Retail sales in the UK rose 3.6% in July, following the strong 13.9% recovery in June. Retail sales are now 3.0% above pre-pandemic February levels. Fuel sales rose 26.2% and continue to recover alongside road traffic. Food store sales fell 3.1% while non-food store sales rose 9.9%. Non-store retailing fell 2.1%.
Quick look ahead
Canada – Banks earnings; Current account balance (August 27); June GDP (August 28)
Canadian banks report earnings this week for the 3-months ended July 31. Analysts expect an average profit decline of 30% in Q3 from a year earlier, but none are expected to report a loss.
The current account deficit is expected to have widened to over $12B in Q2 as the goods trade balance continues to show weakness. The reading for June GDP will also be released, along with the number for Q2. The June reading is forecast to recover another 5.3%, which would imply the annualized quarterly reading has fallen 40.0%.

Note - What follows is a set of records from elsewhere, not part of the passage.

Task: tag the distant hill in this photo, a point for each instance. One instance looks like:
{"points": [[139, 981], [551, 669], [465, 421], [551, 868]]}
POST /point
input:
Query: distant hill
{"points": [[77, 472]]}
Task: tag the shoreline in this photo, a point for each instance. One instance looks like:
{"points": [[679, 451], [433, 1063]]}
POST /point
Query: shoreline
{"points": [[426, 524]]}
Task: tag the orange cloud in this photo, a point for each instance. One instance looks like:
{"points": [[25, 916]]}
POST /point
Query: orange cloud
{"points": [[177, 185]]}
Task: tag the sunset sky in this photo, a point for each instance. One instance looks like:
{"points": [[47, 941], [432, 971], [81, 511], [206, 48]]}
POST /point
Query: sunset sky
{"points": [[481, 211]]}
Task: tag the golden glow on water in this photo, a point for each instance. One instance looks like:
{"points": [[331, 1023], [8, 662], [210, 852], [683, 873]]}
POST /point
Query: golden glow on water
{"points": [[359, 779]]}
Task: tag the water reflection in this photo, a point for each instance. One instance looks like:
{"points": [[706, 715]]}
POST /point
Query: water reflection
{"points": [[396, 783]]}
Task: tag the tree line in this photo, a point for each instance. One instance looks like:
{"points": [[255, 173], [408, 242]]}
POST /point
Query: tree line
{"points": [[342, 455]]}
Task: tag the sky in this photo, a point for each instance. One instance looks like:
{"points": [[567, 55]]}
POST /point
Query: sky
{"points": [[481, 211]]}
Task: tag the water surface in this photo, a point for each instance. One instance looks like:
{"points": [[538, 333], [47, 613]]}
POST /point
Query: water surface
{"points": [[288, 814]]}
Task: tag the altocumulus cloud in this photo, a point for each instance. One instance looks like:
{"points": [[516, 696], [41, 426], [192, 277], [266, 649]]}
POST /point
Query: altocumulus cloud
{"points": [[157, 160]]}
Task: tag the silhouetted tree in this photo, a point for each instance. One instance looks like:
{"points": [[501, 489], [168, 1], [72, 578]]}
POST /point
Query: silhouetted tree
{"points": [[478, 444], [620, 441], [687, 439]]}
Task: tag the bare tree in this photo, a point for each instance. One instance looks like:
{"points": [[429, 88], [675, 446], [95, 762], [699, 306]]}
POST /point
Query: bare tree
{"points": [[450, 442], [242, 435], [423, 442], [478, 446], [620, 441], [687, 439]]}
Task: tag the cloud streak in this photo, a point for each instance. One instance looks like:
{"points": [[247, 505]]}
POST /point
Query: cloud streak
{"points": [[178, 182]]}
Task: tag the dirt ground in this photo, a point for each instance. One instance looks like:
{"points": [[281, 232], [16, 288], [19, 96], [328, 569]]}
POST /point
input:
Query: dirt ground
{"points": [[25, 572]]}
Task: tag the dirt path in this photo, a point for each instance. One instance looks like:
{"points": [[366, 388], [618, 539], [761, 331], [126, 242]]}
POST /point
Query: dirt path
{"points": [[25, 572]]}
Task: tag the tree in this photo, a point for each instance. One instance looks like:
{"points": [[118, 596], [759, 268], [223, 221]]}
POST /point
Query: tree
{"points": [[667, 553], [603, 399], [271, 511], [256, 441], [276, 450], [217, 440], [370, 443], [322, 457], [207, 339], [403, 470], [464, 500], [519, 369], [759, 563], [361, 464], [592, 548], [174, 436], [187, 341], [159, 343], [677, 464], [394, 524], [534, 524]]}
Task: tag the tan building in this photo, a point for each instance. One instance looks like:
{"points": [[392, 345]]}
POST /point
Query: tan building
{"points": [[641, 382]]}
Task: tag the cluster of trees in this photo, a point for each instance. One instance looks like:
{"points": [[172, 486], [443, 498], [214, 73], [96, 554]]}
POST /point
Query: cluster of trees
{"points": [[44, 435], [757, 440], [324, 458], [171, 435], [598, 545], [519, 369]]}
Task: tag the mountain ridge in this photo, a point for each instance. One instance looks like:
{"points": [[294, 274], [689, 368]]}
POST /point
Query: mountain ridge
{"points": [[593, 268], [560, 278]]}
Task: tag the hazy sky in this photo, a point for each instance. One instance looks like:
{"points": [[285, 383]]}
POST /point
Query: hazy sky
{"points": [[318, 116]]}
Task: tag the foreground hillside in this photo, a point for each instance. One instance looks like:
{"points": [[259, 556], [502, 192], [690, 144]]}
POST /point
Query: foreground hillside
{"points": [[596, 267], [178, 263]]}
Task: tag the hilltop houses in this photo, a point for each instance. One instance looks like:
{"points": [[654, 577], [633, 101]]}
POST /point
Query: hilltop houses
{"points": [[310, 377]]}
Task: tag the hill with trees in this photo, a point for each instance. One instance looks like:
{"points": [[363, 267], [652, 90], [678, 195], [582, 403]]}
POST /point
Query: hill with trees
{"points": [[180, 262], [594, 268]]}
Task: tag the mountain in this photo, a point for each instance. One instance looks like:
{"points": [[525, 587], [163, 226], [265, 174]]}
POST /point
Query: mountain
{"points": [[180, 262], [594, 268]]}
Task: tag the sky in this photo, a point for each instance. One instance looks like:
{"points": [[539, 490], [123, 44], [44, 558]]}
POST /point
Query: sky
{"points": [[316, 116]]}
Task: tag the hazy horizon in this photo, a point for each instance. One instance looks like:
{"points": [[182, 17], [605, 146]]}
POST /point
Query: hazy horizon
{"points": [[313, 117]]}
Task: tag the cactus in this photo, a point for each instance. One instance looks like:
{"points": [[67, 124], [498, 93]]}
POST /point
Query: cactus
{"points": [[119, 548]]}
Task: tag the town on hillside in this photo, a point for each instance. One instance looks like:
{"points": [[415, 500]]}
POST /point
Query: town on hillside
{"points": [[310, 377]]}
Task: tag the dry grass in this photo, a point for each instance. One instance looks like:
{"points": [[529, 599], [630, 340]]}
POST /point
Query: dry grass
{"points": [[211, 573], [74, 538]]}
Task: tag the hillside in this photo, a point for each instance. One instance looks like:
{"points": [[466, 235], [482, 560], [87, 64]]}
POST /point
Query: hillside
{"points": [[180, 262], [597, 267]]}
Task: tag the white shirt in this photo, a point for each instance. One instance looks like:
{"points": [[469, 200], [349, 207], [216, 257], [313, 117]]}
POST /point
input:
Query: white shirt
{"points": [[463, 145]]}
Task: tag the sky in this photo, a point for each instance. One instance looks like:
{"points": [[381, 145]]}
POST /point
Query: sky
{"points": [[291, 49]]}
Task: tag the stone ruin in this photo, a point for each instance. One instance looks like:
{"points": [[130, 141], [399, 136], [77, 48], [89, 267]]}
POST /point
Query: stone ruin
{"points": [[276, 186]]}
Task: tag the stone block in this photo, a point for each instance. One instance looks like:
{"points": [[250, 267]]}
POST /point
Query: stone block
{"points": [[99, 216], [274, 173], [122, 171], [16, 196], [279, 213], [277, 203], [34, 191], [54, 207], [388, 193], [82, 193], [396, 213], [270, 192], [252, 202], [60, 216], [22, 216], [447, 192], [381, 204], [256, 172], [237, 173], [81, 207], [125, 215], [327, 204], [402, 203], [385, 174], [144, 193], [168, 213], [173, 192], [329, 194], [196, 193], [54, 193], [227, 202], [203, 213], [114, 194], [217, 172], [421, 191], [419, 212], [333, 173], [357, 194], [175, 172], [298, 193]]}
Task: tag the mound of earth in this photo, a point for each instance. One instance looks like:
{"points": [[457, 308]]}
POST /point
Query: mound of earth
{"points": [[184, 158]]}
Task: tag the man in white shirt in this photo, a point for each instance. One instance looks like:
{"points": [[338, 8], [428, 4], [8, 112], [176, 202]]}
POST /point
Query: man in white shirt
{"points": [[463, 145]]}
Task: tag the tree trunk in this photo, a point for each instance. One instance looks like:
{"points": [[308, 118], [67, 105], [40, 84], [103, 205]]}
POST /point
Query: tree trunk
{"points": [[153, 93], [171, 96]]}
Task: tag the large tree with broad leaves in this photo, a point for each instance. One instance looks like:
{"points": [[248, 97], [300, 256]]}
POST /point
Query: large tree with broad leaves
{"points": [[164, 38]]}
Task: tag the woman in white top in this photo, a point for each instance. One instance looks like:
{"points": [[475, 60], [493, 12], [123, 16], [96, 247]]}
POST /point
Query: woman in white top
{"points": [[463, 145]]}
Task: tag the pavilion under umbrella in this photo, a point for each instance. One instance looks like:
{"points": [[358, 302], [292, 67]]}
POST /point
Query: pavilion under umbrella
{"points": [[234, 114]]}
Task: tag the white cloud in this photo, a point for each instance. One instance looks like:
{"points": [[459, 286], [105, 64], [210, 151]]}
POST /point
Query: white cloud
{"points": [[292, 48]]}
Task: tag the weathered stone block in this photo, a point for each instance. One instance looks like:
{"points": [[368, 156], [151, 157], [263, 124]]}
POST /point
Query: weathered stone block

U.S. – Conference Board consumer confidence (August 25); Durable goods orders (August 26); Weekly jobless claims (August 27); Personal income and personal spending (August 28)
We start the week off with a peek at how consumer confidence has held up amid economic uncertainty. The following day, we have July durable goods orders expected to rise 4.5%.
Weekly jobless claims had unexpectedly increased last week, and markets will be watching to confirm whether it was a one-off increase or the start of a longer trend. Markets hope to see personal income stabilize following declines in May and June. Personal spending meanwhile is expected to have increased again based on previously released data.
International – Germany ifo survey (August 25); France inflation (August 28)
The Germany ifo survey is a key indicator of economic growth. Growth expectations and business conditions have been on an upward trend, which is expected to continue.
France inflation is expected to be depressed in August by the delay of summer sales and following a strong reading in July. Market consensus is for a decline of 0.2%.